Van Gogh peint des crânes et les sublimes dernières œuvres de Schubert sont clairement imprégnées de la conscience de la mort. Mais en 1888, lorsque Nietzsche, basculant dans la folie, écrit des œuvres telles que Ecce Homo, sa grandiosité intellectuelle est-elle géniale ou peut-être la maladie parle-t-elle ? Il y a une autre couche de complexité à cela. Au moment où Nietzsche perd la raison, la syphilis tertiaire a subi une transmutation, infectant le cerveau et provoquant une paralysie en plus de la désintégration mentale. Mais beaucoup de ceux qui en souffrent ne le savent pas encore. Guy de Maupassant, qui a commencé triomphalement (« Je peux maintenant baiser les putes de la rue et leur dire « J’ai la vérole ». Elles ont peur et je me contente de rire »), est mort 15 ans plus tard dans un asile en hurlant comme un chien et en plantant des brindilles comme des bébés Maupassant dans le jardin.

La culture française de la fin du XIXe siècle était un ragoût particulièrement riche de désir et de peur sexuels. Les restaurants parisiens haut de gamme avaient des salles privées où la clientèle pouvait profiter de plus que de la nourriture, et dans les foyers d’opéra, les patrons pouvaient voir et « réserver » des jeunes filles pour plus tard. Dans le même temps, les autorités raflent, testent et traitent les prostituées, souvent trop tard pour elles-mêmes ou pour leurs épouses. La peur grandit, tout comme l’intérêt pour les femmes dérangées. La clinique de Charcot présentait des exemples d’hystérie, ce qui amène à se demander aujourd’hui dans quelle mesure ce diagnostic a pu dissimuler les mécanismes de la syphilis. Freud a noté l’impact de la maladie à l’intérieur de la famille en analysant ses premières patientes.
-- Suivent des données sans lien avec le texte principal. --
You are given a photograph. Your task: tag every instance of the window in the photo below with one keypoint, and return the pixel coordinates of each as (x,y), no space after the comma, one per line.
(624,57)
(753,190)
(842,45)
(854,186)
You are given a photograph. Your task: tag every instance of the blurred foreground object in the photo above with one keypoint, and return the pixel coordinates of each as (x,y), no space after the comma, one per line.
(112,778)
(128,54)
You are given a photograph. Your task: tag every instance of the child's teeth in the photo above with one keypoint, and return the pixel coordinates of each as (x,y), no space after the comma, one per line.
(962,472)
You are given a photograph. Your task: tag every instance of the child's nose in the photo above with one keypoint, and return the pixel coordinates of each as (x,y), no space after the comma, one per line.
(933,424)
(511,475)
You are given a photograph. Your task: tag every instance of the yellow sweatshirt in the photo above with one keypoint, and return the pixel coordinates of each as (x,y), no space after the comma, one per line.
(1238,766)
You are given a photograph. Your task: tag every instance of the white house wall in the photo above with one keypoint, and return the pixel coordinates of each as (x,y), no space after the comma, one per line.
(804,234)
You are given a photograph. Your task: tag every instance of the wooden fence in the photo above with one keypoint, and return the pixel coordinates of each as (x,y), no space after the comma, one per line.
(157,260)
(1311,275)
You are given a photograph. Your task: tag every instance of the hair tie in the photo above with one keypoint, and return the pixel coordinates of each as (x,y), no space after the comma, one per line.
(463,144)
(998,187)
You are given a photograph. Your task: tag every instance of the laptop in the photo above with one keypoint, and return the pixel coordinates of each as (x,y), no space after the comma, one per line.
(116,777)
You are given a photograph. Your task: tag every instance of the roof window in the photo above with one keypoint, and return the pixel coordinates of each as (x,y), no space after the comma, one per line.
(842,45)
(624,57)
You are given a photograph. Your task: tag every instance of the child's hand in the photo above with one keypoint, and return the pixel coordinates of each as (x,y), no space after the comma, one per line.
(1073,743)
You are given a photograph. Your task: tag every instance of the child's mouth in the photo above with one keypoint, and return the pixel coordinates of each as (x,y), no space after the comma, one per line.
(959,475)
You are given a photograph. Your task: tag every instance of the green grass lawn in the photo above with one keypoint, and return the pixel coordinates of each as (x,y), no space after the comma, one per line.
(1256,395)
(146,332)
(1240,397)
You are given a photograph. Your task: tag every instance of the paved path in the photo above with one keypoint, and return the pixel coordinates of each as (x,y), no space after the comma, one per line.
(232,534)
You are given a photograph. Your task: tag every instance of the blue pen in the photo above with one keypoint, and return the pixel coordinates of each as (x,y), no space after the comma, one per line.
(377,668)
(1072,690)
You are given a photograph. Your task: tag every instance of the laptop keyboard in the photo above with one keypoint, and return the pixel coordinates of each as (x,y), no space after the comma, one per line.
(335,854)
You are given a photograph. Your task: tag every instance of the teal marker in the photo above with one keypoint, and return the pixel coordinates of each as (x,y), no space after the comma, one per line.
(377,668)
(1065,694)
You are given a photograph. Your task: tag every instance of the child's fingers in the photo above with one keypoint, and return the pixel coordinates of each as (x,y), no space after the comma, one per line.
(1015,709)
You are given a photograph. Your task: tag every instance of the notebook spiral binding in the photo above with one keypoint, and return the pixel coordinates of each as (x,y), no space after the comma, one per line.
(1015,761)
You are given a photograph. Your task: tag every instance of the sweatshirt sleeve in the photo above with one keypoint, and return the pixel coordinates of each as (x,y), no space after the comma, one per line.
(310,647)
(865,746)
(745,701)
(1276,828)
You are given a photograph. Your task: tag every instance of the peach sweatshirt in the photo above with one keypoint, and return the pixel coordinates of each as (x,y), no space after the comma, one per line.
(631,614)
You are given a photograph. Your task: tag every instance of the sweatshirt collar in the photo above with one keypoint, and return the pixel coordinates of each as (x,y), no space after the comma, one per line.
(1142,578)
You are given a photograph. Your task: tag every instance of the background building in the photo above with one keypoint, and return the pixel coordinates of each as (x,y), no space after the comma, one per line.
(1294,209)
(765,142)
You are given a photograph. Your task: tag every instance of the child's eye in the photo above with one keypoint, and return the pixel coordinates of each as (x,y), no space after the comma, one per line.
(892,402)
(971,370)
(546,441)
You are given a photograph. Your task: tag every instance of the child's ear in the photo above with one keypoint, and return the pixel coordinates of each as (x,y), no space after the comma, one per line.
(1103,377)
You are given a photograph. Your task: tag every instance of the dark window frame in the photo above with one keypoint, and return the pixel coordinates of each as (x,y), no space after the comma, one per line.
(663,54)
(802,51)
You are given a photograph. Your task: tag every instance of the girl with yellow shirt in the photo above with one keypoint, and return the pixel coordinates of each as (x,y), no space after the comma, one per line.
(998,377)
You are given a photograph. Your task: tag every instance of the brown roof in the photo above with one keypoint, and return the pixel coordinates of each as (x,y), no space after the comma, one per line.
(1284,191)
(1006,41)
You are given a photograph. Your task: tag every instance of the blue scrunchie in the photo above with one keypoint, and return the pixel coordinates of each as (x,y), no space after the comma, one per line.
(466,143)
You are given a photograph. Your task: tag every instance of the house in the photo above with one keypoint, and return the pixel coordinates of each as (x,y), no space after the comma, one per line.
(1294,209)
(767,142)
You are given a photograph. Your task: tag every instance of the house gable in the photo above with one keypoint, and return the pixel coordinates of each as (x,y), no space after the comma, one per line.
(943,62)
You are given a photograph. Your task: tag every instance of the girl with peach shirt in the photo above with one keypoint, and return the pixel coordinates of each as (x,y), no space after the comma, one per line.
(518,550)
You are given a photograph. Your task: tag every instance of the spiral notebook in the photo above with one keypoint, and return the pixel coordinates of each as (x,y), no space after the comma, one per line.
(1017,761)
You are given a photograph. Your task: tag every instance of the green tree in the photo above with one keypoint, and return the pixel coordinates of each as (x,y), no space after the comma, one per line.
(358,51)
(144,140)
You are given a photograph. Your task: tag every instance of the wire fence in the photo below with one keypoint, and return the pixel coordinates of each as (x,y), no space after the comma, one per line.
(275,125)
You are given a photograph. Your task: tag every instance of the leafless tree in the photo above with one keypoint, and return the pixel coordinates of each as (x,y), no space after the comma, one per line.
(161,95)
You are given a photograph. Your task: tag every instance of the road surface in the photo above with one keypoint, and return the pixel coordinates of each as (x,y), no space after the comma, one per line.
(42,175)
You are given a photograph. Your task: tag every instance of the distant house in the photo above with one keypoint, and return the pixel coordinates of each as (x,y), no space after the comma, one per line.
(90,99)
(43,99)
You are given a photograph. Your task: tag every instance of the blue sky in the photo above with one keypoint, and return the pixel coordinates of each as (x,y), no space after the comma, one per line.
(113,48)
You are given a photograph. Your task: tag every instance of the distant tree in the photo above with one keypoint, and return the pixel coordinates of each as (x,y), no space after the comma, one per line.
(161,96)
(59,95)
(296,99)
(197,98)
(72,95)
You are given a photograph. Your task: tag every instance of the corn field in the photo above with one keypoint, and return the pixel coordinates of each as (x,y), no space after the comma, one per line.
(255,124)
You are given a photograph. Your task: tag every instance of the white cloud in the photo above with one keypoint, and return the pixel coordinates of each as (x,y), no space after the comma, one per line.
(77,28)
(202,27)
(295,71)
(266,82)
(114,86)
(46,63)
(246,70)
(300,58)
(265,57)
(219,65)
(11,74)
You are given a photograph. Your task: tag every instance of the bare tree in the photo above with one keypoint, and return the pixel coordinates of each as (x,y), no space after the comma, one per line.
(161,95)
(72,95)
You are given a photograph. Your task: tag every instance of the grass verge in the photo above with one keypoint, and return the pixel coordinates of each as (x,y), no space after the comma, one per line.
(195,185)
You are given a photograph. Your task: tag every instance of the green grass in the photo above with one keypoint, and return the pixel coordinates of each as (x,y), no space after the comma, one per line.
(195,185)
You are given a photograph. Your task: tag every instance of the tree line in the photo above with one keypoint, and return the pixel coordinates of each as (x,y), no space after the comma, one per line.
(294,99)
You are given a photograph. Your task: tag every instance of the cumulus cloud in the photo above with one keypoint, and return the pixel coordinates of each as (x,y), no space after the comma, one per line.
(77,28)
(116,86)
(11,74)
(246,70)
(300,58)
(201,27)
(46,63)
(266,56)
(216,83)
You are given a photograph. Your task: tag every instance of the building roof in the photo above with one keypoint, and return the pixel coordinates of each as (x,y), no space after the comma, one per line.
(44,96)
« C’est comme je le pensais. Je l’ai pour la vie », dit le romancier Alphonse Daudet après une rencontre avec Charcot dans les années 1880. Dans son livre Au pays de la douleur, traduit et édité par Julian Barnes en 2002, le regard de l’écrivain est sans complaisance alors qu’il affronte « le supplice de la Croix : violente déchirure des mains, des pieds, des genoux, nerfs étirés et tirés jusqu’au point de rupture », atténué seulement par le soulagement émoussé de quantités croissantes de morphine : « Chaque injection dure trois ou quatre heures. Puis viennent ‘les guêpes’ qui piquent, poignardent ici, là, partout, suivies de la Douleur, cette cruelle invitée… Mon angoisse est grande et je pleure en écrivant. »

Bien sûr, nous n’avons pas vu la fin de la syphilis – dans le monde entier, des millions de personnes la contractent encore, et certains rapports, notamment dans l’industrie du sexe, indiquent qu’elle est en augmentation ces dernières années. Mais la grande majorité d’entre eux seront guéris par les antibiotiques avant qu’elle ne s’installe. Ils n’en arriveront jamais, comme Cesare Borgia au début du 16e siècle, à devoir porter un masque pour cacher la ruine de ce que tout le monde s’accordait à dire être un très beau visage. Ce qu’il a perdu en vanité, il l’a gagné en mystère sinistre. Nous ne saurons jamais dans quelle mesure son comportement, oscillant entre léthargie et énergie maniaque, était aussi l’impact de la maladie. Il y survit assez longtemps pour être découpé en morceaux en s’échappant d’une prison espagnole. Pendant ce temps, dans la ville de Ferrare, sa sœur bien-aimée Lucrezia, alors mariée à un duc célèbre pour ses aventures extraconjugales, subit des fausses couches à répétition – un signe puissant d’infection chez les femmes atteintes. Pour ceux d’entre nous qui sont attachés à transformer l’histoire en fiction, l’histoire de la syphilis prouve le cliché : la vérité est plus étrange que ce que quiconque pourrait inventer.

– Une histoire culturelle de la syphilis sera diffusée sur Radio 3 le 26 mai.